When Rani Muralidharan, Immediate Past President, Rotary Club of Tiruchi Shakthi, visited the government higher secondary school at Siruganur, she found decent toilet blocks for the boys and the teachers, but only two toilets for all of the 250 girls in the school. “The girls’ toilets were so far away from the main block, in a state of disrepair and were surrounded by thick undergrowth making it unsafe for women ,” she recalls. With the funds they raised, the club constructed six toilets for the girls right next to the boys’ toilets and equipped them with an in-built incinerator for disposing sanitary napkins. “We will be maintaining the toilets for a year, after which the students will take over the maintenance,” she says.

However, the government claims to be working towards implementing the Supreme Court directive on providing clean toilets at all schools by March 31, 2013: “Five thousand vacancies for sanitary workers in government schools have been filled just two months ago,” says P. Jeyakumar, Additional Chief Education Officer, Sarva Shiksha Abhiyan.

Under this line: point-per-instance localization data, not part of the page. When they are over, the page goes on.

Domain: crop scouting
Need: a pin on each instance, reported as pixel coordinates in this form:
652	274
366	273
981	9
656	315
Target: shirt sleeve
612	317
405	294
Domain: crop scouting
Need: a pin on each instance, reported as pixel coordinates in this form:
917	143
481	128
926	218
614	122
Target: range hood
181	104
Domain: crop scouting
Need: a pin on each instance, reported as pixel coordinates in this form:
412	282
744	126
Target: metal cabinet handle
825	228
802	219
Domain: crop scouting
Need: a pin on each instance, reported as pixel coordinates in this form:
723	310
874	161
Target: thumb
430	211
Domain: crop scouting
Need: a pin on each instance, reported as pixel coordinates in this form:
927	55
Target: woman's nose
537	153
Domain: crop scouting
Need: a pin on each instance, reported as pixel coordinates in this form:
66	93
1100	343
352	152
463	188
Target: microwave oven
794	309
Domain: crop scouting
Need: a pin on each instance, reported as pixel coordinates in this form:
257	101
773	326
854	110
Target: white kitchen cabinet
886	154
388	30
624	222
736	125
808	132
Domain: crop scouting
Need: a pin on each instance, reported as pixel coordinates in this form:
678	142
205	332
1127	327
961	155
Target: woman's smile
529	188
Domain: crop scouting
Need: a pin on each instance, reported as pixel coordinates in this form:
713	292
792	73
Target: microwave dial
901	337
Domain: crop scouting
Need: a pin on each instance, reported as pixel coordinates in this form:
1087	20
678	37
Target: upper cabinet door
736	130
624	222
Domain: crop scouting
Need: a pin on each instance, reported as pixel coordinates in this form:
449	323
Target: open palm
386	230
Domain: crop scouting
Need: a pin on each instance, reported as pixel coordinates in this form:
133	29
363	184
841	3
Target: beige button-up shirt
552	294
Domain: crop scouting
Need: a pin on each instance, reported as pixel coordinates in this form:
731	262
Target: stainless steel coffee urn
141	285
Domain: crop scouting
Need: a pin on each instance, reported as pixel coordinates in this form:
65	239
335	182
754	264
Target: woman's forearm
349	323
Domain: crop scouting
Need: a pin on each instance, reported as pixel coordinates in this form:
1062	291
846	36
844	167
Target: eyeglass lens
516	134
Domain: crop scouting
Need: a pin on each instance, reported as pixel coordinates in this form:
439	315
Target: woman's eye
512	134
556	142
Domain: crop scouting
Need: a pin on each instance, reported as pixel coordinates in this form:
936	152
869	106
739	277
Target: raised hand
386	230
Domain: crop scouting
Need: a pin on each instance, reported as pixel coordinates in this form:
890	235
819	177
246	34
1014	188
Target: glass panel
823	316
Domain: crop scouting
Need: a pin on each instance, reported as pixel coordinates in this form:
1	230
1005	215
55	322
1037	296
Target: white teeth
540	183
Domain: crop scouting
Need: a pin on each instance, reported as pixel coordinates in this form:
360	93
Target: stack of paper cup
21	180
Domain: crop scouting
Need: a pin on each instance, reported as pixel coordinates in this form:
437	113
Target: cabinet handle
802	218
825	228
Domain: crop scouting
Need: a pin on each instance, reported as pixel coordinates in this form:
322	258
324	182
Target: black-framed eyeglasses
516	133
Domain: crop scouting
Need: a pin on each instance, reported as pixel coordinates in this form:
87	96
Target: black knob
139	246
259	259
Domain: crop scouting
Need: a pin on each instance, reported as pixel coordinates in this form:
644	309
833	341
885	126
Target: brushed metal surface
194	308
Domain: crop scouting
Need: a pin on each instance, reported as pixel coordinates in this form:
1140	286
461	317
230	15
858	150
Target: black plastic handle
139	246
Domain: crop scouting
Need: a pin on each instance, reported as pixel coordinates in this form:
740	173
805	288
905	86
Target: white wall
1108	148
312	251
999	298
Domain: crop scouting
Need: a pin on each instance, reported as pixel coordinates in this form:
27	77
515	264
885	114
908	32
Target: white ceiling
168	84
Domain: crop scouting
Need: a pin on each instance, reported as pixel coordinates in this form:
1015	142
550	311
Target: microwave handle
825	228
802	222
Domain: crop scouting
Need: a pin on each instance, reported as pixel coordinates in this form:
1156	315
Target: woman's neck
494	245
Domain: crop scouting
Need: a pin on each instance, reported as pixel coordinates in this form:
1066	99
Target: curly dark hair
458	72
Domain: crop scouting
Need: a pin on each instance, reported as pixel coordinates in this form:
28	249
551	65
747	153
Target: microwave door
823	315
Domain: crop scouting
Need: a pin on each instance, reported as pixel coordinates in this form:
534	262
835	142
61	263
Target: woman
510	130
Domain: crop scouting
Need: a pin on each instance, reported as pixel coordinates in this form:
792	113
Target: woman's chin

Pointing out that all schools must have one toilet per 50 students, Mr. Jeyakumar says the government provides the schools with maintenance grants and/ or school grants to cover the expenses involved in maintaining the toilets.

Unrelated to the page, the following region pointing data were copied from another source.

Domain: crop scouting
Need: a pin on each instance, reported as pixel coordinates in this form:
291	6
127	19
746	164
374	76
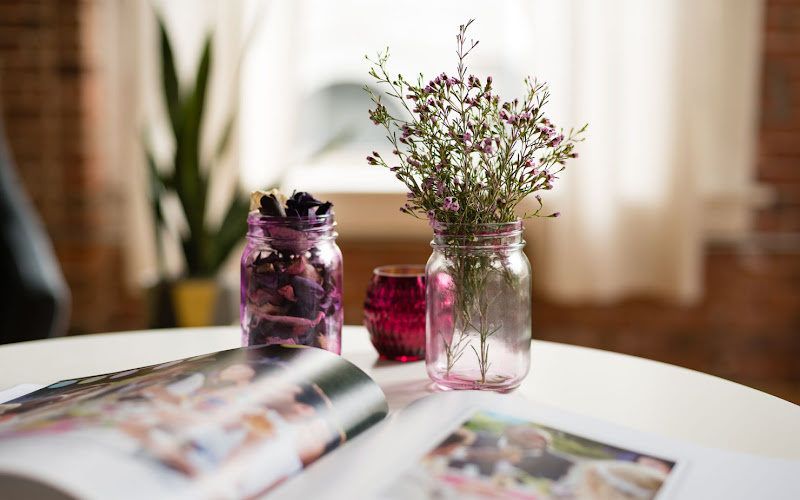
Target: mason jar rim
316	228
400	270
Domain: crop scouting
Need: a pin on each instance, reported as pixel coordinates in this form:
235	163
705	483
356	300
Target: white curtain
669	89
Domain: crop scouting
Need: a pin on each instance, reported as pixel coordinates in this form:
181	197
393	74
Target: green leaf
224	140
191	183
170	78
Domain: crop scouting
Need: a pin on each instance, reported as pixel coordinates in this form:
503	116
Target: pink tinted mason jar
478	307
291	282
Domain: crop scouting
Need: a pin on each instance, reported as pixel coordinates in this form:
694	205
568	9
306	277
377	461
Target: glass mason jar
478	307
291	288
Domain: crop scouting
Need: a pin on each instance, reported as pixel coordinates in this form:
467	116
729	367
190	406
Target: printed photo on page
496	456
235	422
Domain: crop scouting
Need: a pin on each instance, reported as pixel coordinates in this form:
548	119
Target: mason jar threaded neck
490	235
267	228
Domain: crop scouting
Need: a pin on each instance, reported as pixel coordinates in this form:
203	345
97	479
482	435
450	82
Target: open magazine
282	421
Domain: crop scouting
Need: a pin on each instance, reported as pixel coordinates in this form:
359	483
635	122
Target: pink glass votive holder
394	312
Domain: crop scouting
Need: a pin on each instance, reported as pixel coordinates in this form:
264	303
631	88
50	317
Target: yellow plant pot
195	301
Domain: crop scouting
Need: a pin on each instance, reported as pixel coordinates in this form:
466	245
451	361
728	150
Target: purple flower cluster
465	155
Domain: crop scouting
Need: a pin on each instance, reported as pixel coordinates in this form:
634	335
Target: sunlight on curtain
669	88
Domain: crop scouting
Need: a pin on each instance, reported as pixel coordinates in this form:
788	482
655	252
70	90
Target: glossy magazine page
231	424
476	445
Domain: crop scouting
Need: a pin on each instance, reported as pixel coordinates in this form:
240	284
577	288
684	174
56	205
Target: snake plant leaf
192	182
170	78
224	140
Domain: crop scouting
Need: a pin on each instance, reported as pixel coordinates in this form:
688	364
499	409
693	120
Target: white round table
629	391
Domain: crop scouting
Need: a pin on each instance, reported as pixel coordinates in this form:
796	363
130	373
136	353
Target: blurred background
680	231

Despite assurances from the State, the condition of toilets in many schools remains dismal and the situation is not restricted to government schools. Sharada Murali (name changed) claims that her children, studying at reputed private schools, have been frequently developing urinary tract infections and bouts of constipation because they refuse to use the toilets at school. “Neither does the school follow up on individual complaints about the condition of the toilets, nor do they hold parent-teacher meetings where the issue can be raised,” she says, “and now I have just resigned to telling my children not to expect clean toilets outside the house.”